触媒活性の高いカーボンナノチューブなどの材料を用いて、測定妨害物質に対する選択性にすぐれるとともに、生産性、経済性、利便性にもすぐれたバイオセンサなどとして好適に用いられるセンサとして、カーボンナノチューブ、カーボンナノホーン、コクーン、カーボンナノコイル、フラーレンおよびこれらの誘導体の少なくとも一種、カーボン、バインダー樹脂、溶剤および好ましくはさらに金属粉が添加されたインクが電極として基板上に印刷されたカーボンナノチューブバイオセンサが提供される。

Description

本発明は、カーボンナノチューブバイオセンサに関する。さらに詳しくは、触媒活性が高く、測定妨害物質に対する選択性にすぐれたバイオセンサなどとして好適に用いられるカーボンナノチューブバイオセンサに関する。
カーボンナノチューブは、電気化学的特性として、触媒活性が他の電極材料より高いことが挙げられ、これを電極として用いた場合、同一電位において、酸化電流、還元電流が大きく感度向上につながることや、測定妨害物質に対する選択性があるといった特徴がある。
Nature, 354, 56 (1991)
このような(バイオ)センサとしては、例えばミネラルオイルにカーボンナノチューブや酵素を配合し、他の電極の先端につけるといったものがあるが、これはあくまで実験室的な製作法すぎず、生産性、経済性、利便性に問題があった。
Bioelectrochem. Bioenerg. 41, 121 (1996) Electroanalysis 14, 1609 (2002) J. Am. Chem. Soc. 125, 2408 (2003) Ana. Chem. 75, 2075 (2003) Electrochem. Commun. 5, 689 (2003)
本発明の目的は、触媒活性の高いカーボンナノチューブなどのナノカーボン材料を用いて、測定妨害物質に対する選択性にすぐれるとともに、生産性、経済性、利便性にもすぐれたバイオセンサなどとして好適に用いられるセンサを提供することにある。
かかる本発明の目的は、カーボンナノチューブ、カーボンナノホーン、コクーン、カーボンナノコイル、フラーレンおよびこれらの誘導体の少なくとも一種、カーボン、バインダー樹脂、溶剤および好ましくはさらに金属粉が添加されたインクが電極として基板上に印刷されたカーボンナノチューブバイオセンサによって達成される。
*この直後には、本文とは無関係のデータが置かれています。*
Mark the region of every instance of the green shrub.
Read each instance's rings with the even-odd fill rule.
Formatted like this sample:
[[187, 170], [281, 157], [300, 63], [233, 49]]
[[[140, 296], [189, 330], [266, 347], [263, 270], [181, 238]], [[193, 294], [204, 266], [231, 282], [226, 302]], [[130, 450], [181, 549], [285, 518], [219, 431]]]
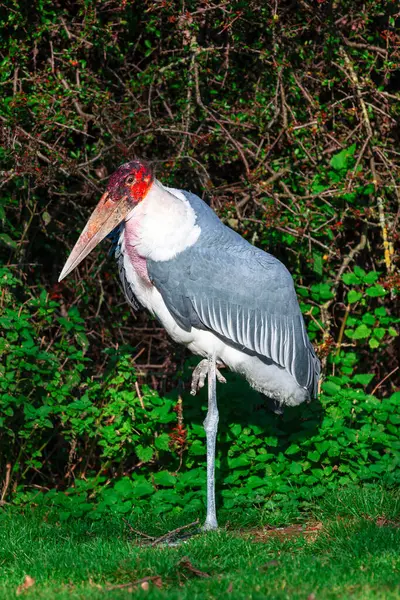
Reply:
[[[129, 347], [105, 350], [97, 378], [78, 309], [59, 316], [44, 291], [22, 301], [9, 269], [0, 281], [7, 497], [55, 504], [63, 518], [140, 512], [149, 504], [160, 512], [201, 508], [205, 393], [185, 394], [181, 412], [176, 394], [160, 397], [143, 386], [138, 396]], [[349, 483], [400, 482], [400, 393], [368, 394], [371, 376], [353, 374], [354, 362], [348, 353], [347, 374], [329, 377], [319, 402], [283, 418], [239, 377], [219, 386], [217, 485], [224, 507], [306, 505]]]

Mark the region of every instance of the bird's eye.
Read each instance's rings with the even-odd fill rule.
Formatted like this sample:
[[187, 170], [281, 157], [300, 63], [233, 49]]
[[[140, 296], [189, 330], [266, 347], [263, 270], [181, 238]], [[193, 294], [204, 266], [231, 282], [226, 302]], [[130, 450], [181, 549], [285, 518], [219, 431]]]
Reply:
[[131, 184], [134, 182], [134, 178], [132, 177], [132, 175], [129, 175], [129, 177], [126, 178], [126, 183]]

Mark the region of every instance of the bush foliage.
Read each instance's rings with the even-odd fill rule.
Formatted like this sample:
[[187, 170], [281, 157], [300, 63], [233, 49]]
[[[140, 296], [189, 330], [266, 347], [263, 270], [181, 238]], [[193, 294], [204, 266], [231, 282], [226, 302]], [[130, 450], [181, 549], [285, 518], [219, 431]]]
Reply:
[[288, 266], [324, 366], [283, 419], [220, 386], [220, 503], [398, 482], [397, 4], [10, 0], [0, 21], [1, 501], [203, 502], [193, 361], [132, 315], [106, 244], [55, 283], [134, 156]]

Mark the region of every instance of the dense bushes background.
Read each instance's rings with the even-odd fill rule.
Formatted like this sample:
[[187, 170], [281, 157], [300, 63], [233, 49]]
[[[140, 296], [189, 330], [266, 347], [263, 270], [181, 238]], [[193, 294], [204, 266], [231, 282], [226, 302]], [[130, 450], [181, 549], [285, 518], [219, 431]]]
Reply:
[[220, 502], [398, 481], [397, 2], [0, 11], [1, 501], [44, 491], [65, 515], [94, 498], [93, 515], [202, 502], [193, 363], [130, 312], [106, 243], [56, 283], [134, 156], [290, 268], [324, 364], [320, 402], [282, 420], [235, 378], [220, 387]]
カーボンナノチューブ、カーボンナノホーン、コクーン、カーボンナノコイル、フラーレン、これらの誘導体またはこれらの混合物とカーボンと樹脂などで構成された電極を基板上に印刷することにより、従来法に比べ、生産性、経済性、利便性に優れたカーボンナノチューブバイオセンサが提供される。
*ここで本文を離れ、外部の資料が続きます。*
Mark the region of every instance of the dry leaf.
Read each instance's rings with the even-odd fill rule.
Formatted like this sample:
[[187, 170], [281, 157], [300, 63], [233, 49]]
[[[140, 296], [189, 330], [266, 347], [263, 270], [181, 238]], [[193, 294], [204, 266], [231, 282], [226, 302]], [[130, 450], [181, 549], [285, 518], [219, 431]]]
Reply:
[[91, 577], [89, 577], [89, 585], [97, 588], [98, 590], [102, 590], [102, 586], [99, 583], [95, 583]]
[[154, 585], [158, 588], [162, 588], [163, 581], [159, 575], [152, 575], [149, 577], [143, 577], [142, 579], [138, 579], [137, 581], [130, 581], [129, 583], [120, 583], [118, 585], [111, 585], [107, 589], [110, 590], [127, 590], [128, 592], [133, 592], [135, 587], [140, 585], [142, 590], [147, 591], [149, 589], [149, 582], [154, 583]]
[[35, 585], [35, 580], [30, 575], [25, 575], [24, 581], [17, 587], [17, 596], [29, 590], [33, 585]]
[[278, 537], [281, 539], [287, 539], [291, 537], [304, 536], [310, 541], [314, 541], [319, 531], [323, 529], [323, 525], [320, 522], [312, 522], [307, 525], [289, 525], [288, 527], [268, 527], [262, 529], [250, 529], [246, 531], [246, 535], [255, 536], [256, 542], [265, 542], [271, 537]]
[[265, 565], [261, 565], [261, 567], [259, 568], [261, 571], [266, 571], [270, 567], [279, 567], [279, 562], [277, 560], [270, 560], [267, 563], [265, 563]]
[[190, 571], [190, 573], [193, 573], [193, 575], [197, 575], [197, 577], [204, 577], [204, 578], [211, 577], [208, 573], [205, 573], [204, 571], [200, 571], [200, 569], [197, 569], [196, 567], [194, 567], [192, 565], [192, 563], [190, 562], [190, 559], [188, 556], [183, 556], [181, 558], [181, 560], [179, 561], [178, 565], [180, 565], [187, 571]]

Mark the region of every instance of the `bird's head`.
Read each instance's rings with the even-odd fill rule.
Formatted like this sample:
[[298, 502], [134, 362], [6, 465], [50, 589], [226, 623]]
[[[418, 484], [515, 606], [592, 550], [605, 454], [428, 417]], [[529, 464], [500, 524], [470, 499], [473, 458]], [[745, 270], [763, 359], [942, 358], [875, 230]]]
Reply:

本発明のカーボンナノチューブバイオセンサの緩衝液に溶解した過酸化水素に対する電圧依存性を調べたグラフである 本発明のカーボンナノチューブバイオセンサの緩衝液に対する電圧依存性を調べたグラフである 本発明のカーボンナノチューブバイオセンサの過酸化水素に対する電圧依存性を調べたグラフである 本発明のカーボンナノチューブバイオセンサの0.6V電圧下における過酸化水素に対する応答性を調べたグラフである 本発明のカーボンナノチューブバイオセンサの-0.6V電圧下における過酸化水素に対する応答性を調べたグラフである 本発明のカーボンナノチューブバイオセンサの0.6V電圧下におけるグルコースに対する応答性を調べたグラフである 本発明のカーボンナノチューブバイオセンサの-0.6V電圧下におけるグルコースに対する応答性を調べたグラフである
電極の基板上への印刷に用いられるインクは、カーボンナノチューブ、カーボンナノホーン、コクーン、カーボンナノコイル、フラーレン、これらの誘導体またはこれらの混合物、カーボン、バインダー樹脂および有機溶剤を混合することにより調製することができる。
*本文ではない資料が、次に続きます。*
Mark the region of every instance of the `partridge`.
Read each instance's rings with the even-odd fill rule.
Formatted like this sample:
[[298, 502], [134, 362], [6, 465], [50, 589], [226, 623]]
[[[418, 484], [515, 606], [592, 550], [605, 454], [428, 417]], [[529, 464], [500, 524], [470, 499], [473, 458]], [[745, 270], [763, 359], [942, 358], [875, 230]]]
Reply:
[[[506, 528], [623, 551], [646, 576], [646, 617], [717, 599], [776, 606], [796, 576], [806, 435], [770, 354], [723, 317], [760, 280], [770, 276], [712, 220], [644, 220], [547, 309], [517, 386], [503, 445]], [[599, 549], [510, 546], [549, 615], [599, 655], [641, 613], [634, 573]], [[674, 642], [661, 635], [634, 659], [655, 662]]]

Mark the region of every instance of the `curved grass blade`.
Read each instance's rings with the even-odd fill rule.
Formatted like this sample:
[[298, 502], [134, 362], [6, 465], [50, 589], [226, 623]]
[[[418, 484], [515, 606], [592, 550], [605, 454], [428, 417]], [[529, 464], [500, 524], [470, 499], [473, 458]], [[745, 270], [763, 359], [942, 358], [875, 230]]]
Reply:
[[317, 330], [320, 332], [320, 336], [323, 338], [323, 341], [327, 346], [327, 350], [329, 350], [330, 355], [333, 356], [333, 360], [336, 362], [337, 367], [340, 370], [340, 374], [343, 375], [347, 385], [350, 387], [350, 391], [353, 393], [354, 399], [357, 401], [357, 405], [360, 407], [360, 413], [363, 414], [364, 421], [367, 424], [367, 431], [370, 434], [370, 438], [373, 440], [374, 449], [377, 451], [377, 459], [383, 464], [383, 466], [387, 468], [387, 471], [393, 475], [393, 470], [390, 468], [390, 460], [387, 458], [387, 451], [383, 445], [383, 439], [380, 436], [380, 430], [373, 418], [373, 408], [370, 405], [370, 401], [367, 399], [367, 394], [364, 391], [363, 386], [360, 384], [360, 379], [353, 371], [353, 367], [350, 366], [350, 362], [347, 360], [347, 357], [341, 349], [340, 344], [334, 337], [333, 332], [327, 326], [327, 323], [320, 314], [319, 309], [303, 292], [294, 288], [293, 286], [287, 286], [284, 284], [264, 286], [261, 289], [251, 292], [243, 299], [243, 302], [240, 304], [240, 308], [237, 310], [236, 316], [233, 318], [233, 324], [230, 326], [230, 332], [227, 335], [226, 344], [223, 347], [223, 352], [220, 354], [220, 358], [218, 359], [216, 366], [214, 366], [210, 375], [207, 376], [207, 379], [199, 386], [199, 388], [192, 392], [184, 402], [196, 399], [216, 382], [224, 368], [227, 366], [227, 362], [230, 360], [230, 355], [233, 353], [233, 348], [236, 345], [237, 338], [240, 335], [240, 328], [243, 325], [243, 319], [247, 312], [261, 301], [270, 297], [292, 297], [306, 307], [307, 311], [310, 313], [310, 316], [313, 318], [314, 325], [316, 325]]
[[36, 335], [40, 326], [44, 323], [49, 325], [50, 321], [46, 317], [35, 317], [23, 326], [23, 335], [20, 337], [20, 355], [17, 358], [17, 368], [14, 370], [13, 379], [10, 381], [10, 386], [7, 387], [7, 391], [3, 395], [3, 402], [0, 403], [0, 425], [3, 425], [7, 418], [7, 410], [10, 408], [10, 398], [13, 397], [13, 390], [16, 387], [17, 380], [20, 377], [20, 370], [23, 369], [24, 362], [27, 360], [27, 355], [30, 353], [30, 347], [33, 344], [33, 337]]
カーボンナノチューブ、カーボンナノホーン、コクーン、カーボンナノコイル、フラーレンなどのいわゆるナノカーボンは、グラファイトやダイヤモンドなどと同様に炭素の同素体である。この内、カーボンナノチューブはアーク放電法、化学的気相成長法またはレーザー蒸発法などにより製造されたものが用いられ、構造的には多層または単層のいずれのものも用いられる。
このようなナノカーボンは、電極形成成分中0.1〜10重量%、好ましくは1〜7重量%の割合で用いられる。ナノカーボンがこれより少ない割合で用いられると、ナノカーボンに起因する特性である優れた選択性等が発現しないことがあり、一方これより多い割合で用いられると、インク製作の段階で凝集を起こしやすくなり、電極製作が困難となるようになる。
カーボンとしては、カーボンブラックおよびグラファイトの少なくとも一種が用いられる。カーボンブラックとしては、製法別ではファーネスブラック、サーマルブラック、チャンネルブラック、ケッチェンブラックなどが、また原料別ではガスブラック、オイルブラック、アセチレンブラックなどの少なくとも一種が用いられ、好ましくはファーネスブラック、サーマルブラック、ケッチェンブラック、アセチレンブラックが用いられる。
このようなカーボンは、電極形成成分中30〜60重量%、好ましくは40〜50重量%の割合で用いられる。カーボンがこれより少ない割合で用いられると、電極は導電性を発揮することができない場合があり、一方これより多い割合で用いられると、電極がもろく、基板との密着性が低くなる。カーボンは、さらにカーボンブラックとグラファイトで構成させることもできるが、その配合比は重量比で、カーボンブラックはグラファイトに対して約0.2〜2倍の重量比で用いられることが好ましい。また、カーボンは、ナノカーボンに対して約3〜600倍の重量比で用いられることが好ましい。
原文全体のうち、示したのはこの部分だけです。